Analytic Diffusion Studio — 模型基类与采样循环

Steven 收录于类别 Diffusion/Flow Analytic Diffusion Studio 和系列 Analytic Diffusion Studio系列

2026-03-27 2026-03-27 约 1691 字预计阅读 8 分钟

系列 - Analytic Diffusion Studio系列

summary: “Analytic Diffusion Studio — 模型基类与采样循环”

文件：src/local_diffusion/models/base.py、src/local_diffusion/models/__init__.py

5.1 模型注册表

与数据集类似，模型也使用注册表模式：

# models/__init__.py
MODEL_REGISTRY: Dict[str, Callable[..., Any]] = {}

def register_model(name: str):
    def decorator(cls_or_factory):
        MODEL_REGISTRY[name.lower()] = cls_or_factory
        return cls_or_factory
    return decorator

def create_model(name: str, **kwargs) -> Any:
    factory = MODEL_REGISTRY.get(name.lower())
    if factory is None:
        raise ValueError(f"Unknown model '{name}'. Available: {sorted(MODEL_REGISTRY)}")
    return factory(**kwargs)

已注册的模型在模块底部通过导入触发：

from . import nearest_dataset   # "nearest_dataset"
from . import optimal           # "optimal"
from . import scfdm             # "scfdm"
from . import wiener            # "wiener"
from . import pca_locality      # "pca_locality"

在 generate.py 中的调用方式：

model = create_model(
    cfg.model.name,           # 例如 "pca_locality"
    dataset=dataset,          # DatasetBundle
    device=cfg.experiment.device,
    num_steps=cfg.sampling.num_inference_steps,
    params=model_params,      # 模型特定超参数 dict
)

5.2 SamplingOutput 数据类

采样结果的统一封装：

@dataclass
class SamplingOutput:
    images: torch.Tensor                    # 最终生成图像 [N, C, H, W]
    timesteps: Optional[List[int]]          # 时间步列表（如 [999, 888, ...]）
    trajectory_xt: Optional[List[Tensor]]   # 每步的噪声图像 x_t
    trajectory_x0: Optional[List[Tensor]]   # 每步的预测干净图像 x̂₀

trajectory_xt 和 trajectory_x0 是列表，每个元素对应一个时间步，形状为 [N, C, H, W]。
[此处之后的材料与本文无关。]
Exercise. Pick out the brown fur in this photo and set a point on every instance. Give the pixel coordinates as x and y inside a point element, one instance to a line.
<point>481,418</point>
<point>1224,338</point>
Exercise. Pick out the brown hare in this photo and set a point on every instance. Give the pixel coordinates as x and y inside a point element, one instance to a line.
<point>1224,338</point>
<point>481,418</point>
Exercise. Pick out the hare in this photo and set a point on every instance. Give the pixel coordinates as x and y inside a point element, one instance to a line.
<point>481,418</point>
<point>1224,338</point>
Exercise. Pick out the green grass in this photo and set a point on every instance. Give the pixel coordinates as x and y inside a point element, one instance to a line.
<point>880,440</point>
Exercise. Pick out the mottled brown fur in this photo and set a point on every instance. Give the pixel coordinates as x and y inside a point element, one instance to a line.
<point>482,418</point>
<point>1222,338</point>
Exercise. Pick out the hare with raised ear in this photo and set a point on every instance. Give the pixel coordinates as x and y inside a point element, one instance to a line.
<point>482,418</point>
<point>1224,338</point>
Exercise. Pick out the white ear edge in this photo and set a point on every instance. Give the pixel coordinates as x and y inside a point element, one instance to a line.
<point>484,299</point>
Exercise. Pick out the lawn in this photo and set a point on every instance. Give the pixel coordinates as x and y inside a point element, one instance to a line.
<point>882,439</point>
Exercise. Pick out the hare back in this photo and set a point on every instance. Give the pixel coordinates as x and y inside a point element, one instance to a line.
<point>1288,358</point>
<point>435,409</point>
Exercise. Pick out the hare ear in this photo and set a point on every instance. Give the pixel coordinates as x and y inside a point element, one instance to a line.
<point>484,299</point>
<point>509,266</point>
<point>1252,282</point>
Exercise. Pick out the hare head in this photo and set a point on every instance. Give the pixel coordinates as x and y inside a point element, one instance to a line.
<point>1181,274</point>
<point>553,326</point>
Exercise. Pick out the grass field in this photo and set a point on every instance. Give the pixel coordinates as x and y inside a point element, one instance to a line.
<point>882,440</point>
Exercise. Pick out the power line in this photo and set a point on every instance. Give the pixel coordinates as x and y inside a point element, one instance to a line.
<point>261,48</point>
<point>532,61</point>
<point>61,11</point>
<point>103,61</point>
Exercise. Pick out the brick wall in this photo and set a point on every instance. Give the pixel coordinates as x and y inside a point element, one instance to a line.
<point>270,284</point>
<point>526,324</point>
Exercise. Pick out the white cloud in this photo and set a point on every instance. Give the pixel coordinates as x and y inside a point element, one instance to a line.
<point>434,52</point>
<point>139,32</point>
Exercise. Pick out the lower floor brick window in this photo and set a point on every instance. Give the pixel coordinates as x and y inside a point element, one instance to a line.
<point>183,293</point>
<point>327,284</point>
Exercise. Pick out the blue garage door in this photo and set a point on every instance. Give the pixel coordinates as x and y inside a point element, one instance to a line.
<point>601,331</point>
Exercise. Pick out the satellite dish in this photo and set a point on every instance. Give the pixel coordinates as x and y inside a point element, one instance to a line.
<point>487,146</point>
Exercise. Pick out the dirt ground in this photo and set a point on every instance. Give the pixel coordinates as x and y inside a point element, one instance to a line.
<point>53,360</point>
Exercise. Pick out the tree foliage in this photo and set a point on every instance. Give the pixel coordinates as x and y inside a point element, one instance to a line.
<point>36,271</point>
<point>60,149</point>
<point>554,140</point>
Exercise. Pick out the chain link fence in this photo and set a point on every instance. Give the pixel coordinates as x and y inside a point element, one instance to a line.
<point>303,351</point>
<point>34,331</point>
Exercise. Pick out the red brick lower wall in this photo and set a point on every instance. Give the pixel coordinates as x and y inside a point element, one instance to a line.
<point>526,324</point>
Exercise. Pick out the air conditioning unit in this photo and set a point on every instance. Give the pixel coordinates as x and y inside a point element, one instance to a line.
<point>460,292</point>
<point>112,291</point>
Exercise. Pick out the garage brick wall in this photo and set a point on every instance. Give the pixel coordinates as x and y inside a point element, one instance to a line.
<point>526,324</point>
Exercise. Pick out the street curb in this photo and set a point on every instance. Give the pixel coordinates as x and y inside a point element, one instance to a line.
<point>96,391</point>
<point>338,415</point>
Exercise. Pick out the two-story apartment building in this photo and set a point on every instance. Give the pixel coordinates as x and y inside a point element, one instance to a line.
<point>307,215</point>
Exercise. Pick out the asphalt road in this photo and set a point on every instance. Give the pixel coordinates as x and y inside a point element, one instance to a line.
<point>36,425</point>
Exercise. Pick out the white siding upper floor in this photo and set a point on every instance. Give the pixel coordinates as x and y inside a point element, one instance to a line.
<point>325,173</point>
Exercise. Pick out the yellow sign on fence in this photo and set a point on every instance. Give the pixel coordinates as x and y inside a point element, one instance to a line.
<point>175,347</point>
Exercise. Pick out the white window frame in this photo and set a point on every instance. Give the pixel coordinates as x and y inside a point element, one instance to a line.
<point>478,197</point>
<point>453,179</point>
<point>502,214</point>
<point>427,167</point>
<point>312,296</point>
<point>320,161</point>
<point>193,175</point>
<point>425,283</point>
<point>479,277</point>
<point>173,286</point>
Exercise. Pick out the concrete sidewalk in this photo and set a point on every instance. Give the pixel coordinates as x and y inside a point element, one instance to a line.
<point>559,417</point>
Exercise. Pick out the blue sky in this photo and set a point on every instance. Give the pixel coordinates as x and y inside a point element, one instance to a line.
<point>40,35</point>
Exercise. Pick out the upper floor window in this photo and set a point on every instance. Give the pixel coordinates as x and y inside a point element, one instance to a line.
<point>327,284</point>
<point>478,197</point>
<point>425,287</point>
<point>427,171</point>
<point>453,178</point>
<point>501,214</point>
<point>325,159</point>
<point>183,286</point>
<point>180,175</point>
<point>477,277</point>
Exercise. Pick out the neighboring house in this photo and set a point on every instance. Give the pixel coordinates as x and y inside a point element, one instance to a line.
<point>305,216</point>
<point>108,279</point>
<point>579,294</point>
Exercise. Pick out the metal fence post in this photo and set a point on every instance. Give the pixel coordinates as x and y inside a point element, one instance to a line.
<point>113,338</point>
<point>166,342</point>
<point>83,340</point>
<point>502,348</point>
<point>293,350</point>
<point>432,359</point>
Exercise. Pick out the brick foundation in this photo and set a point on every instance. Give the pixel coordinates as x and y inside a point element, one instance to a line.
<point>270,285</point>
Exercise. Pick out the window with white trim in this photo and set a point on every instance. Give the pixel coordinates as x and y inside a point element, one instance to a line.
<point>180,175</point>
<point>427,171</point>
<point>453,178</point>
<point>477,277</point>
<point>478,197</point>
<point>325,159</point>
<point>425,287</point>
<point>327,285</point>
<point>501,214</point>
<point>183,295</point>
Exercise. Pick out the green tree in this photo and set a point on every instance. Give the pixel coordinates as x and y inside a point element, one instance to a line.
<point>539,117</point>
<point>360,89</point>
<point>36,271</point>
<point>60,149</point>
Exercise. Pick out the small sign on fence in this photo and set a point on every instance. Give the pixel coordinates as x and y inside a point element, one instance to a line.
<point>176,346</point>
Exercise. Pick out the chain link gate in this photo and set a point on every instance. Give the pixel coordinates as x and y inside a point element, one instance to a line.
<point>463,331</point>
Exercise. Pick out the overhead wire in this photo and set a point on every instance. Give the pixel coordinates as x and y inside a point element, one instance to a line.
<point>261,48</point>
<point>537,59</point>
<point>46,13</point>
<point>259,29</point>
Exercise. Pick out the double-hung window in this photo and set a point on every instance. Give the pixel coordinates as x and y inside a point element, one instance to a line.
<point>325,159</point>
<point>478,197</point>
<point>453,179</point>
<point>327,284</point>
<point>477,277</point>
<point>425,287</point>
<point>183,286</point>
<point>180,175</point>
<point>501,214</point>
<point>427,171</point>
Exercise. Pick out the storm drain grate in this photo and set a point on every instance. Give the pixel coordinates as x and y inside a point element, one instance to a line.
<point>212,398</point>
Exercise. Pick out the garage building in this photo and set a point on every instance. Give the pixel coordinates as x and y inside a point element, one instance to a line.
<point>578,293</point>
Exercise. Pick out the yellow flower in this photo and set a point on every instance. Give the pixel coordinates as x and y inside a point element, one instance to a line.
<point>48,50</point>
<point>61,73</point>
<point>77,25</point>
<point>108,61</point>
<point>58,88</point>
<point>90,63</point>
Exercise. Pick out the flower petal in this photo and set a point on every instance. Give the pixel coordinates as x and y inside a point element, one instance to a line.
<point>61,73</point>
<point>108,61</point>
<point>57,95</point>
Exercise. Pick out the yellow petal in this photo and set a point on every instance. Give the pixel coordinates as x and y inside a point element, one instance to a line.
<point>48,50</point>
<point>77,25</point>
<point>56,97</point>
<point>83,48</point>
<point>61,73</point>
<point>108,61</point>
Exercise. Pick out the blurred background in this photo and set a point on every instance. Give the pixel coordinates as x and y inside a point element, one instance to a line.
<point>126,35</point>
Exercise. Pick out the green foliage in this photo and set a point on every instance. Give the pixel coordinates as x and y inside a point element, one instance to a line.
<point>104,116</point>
仅在 return_intermediates=True 时记录。

5.3 BaseDenoiser 类

所有去噪模型的抽象基类，继承自 torch.nn.Module。

构造函数

class BaseDenoiser(torch.nn.Module):
    prediction_type: str = "epsilon"  # 预测类型：噪声 ε

    def __init__(self, resolution, device, num_steps, *,
                 beta_1=0.0001, beta_T=0.02,
                 dataset_name="cifar10",
                 scheduler_kwargs=None, **kwargs):
        self.device = torch.device(device)
        self.n_channels = kwargs.get("in_channels", 3)
        self.resolution = resolution
        self.num_steps = num_steps

        # 初始化 DDIM 调度器
        self.scheduler = DDIMScheduler(
            beta_start=beta_1, beta_end=beta_T,
            beta_schedule="linear",
            prediction_type=self.prediction_type,
        )
        self.scheduler.set_timesteps(num_steps)

关键属性：

self.scheduler：HuggingFace diffusers 的 DDIMScheduler，管理噪声调度表和时间步
self.scheduler.alphas_cumprod：累积 $\bar{\alpha}_t$ 数组，长度 1000
self.scheduler.timesteps：采样时间步（如 10 步时为 [999, 899, 799, ...]）

denoise() — 抽象方法

def denoise(self, latents, timestep, *, generator=None, **kwargs):
    """预测去噪后的干净图像 x̂₀。子类必须实现此方法。"""
    raise NotImplementedError

输入：

latents：当前噪声图像 $x_t$ ，形状 [B, C, H, W]
timestep：当前时间步（标量或 0-d 张量）

输出：

预测的干净图像 $\hat{x}_0$ ，形状 [B, C, H, W]

train() — 抽象方法

def train(self, dataset):
    """预计算数据集相关参数。子类必须实现。"""
    raise NotImplementedError

不同模型的 train() 做不同的事：

Wiener：计算协方差矩阵 SVD
Optimal：构建 FAISS 索引
PCA Locality：计算协方差 SVD + 保留数据集引用
Nearest：将数据集加载到 GPU 内存

prepare_latents()

def prepare_latents(self, batch_size, generator=None):
    shape = (batch_size, self.n_channels, self.resolution, self.resolution)
    latents = torch.randn(shape, generator=generator, device=self.device)
    return latents * self.scheduler.init_noise_sigma

生成初始噪声 $x_T \sim \mathcal{N}(0, I)$ ，乘以调度器的初始噪声标准差。

compute_noise_from_x0()

def compute_noise_from_x0(self, x_t, pred_x0, timestep):
    alpha_prod = self.scheduler.alphas_cumprod[t]
    beta_prod = 1 - alpha_prod
    sqrt_alpha = torch.sqrt(alpha_prod)
    sqrt_beta = torch.sqrt(beta_prod + 1e-8)
    return (x_t - sqrt_alpha * pred_x0) / sqrt_beta

从预测的 $\hat{x}_0$ 反推预测噪声 $\hat{\epsilon}$ ：

\hat{\epsilon} = \frac{x_t - \sqrt{\bar{\alpha}_t} \hat{x}_0}{\sqrt{1 - \bar{\alpha}_t}}

这是因为 DDIMScheduler 期望接收噪声预测（prediction_type="epsilon"）。

set_timesteps()

def set_timesteps(self, num_steps):
    self.scheduler.set_timesteps(num_steps)
    self.num_steps = num_steps

更新采样步数。DDIMScheduler 会自动计算等间距时间步。

_image_preprocess() / _image_postprocess()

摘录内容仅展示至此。